I’ve been aiming to inspire the URI Harrington School graduates by tweeting out information about three job opportunities each day. Check out out my Twitter feed to find them!
It’s not hard to find great jobs that our grads are qualified for, even in a difficult economy. That’s because if you’re a good writer, know how to find and analyze information in a variety of forms, have great communication and collaboration skills, and know how to use images, language, sound and social media to express and share ideas, you are employable in today’s workforce. And some of the starting salary positions in social media hover around $65K plus benefits.
But as Professor Sheri Wills, head of the Harrington School’s Film/Media program points out, “We’re not just preparing students for the skills they need now. We are thinking about how to prepare them for the skills they will need 10 years from now.”
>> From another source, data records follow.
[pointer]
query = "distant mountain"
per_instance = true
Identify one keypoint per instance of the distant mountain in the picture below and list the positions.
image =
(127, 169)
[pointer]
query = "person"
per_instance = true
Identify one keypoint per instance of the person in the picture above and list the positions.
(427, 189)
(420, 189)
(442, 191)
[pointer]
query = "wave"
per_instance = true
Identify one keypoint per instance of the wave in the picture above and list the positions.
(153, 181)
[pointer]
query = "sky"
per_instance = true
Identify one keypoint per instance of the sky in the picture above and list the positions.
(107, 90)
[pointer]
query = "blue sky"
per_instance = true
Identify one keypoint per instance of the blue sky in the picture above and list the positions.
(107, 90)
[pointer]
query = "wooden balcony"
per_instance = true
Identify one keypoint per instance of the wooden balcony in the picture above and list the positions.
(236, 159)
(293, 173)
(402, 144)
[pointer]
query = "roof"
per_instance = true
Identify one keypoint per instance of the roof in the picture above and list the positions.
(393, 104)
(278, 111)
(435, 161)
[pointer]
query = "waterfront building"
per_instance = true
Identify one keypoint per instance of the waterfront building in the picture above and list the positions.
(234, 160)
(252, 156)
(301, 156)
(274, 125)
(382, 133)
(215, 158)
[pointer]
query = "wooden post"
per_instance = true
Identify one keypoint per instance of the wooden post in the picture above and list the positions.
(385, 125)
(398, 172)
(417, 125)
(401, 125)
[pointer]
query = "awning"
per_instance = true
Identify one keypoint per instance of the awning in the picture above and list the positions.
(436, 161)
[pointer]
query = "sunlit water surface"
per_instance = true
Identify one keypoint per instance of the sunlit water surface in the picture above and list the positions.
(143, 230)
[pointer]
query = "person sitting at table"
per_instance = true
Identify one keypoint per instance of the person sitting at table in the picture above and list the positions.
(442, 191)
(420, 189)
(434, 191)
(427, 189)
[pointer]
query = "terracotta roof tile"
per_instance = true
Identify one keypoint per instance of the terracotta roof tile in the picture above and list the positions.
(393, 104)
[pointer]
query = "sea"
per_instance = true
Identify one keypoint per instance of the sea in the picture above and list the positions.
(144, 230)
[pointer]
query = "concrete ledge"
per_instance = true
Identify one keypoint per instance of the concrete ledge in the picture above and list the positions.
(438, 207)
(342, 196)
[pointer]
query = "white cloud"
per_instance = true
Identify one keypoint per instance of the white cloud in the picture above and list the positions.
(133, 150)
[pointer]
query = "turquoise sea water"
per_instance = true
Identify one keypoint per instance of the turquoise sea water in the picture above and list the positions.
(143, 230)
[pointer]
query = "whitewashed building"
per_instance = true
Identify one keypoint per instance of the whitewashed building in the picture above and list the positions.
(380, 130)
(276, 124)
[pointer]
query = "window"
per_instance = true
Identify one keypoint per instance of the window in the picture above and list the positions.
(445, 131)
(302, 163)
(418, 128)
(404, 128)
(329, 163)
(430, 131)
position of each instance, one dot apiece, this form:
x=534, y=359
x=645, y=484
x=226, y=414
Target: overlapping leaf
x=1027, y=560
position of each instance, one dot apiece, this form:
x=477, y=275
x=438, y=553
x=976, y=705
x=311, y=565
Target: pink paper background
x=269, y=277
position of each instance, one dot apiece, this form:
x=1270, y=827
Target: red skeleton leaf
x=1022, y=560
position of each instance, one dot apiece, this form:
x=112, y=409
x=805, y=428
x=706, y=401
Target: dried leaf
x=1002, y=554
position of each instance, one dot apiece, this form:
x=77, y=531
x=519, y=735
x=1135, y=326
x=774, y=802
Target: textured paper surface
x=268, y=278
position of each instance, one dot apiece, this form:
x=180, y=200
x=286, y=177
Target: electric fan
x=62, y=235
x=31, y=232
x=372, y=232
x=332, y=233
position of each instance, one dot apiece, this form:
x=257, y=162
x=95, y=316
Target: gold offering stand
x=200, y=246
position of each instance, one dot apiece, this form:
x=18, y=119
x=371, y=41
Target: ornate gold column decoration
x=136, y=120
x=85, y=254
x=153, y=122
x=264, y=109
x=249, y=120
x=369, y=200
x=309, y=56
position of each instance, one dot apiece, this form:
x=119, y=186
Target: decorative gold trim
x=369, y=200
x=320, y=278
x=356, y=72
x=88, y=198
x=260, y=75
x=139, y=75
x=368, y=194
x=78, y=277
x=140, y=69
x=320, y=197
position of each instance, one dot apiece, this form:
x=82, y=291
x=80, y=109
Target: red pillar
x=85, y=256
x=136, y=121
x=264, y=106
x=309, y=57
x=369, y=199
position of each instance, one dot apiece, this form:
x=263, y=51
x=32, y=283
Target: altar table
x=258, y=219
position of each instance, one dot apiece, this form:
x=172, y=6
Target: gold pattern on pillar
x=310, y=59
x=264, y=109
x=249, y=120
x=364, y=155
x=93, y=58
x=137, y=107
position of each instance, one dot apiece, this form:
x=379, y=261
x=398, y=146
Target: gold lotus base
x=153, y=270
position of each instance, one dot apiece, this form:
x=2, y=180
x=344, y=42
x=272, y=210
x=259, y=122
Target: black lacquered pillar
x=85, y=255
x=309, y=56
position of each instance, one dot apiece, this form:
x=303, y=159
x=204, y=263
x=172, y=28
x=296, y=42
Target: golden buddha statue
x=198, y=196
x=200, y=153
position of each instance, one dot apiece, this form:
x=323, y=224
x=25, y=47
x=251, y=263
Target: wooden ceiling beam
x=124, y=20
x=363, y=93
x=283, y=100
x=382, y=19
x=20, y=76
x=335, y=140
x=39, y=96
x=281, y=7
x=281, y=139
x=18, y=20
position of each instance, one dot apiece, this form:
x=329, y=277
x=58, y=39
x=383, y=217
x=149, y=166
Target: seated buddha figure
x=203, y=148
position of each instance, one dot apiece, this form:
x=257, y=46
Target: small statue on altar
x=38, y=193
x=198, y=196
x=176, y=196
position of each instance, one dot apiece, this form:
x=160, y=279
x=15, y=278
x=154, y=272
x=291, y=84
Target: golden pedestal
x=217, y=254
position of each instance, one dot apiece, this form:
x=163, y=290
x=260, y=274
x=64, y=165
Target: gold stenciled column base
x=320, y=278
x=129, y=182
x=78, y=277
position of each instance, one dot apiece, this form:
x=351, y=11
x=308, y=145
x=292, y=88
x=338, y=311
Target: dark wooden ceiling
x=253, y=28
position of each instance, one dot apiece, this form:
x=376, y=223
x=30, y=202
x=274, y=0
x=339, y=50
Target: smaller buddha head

For this reason, I was quite taken by the recent report entitled, Future Work Skills 2020 from the Palo Alto based Institute for the Future. This infographic nicely captures the broad technological, economic and cultural forces operating now and into the future — and how they will shape the core competencies needed in the work force of 2024.
The Institute for the Future defines “new media literacy” a little more narrowly than I would like, explaining it as the “ability to critically assess and develop content that uses new media forms, and to leverage these media for persuasive communication.”
But they also identify “sense-making” as the ability to determine the deeper meaning or significance of what is being expressed and “transdisciplinarity” as “literacy in and ability to understand concepts across multiple disciplines.”
All in all, it’s a nice map that suggests the factors that are shaping the jobs of the future and the interconnectedness of these new life skills and workplace competencies, which are so necessary to thrive in a digital world.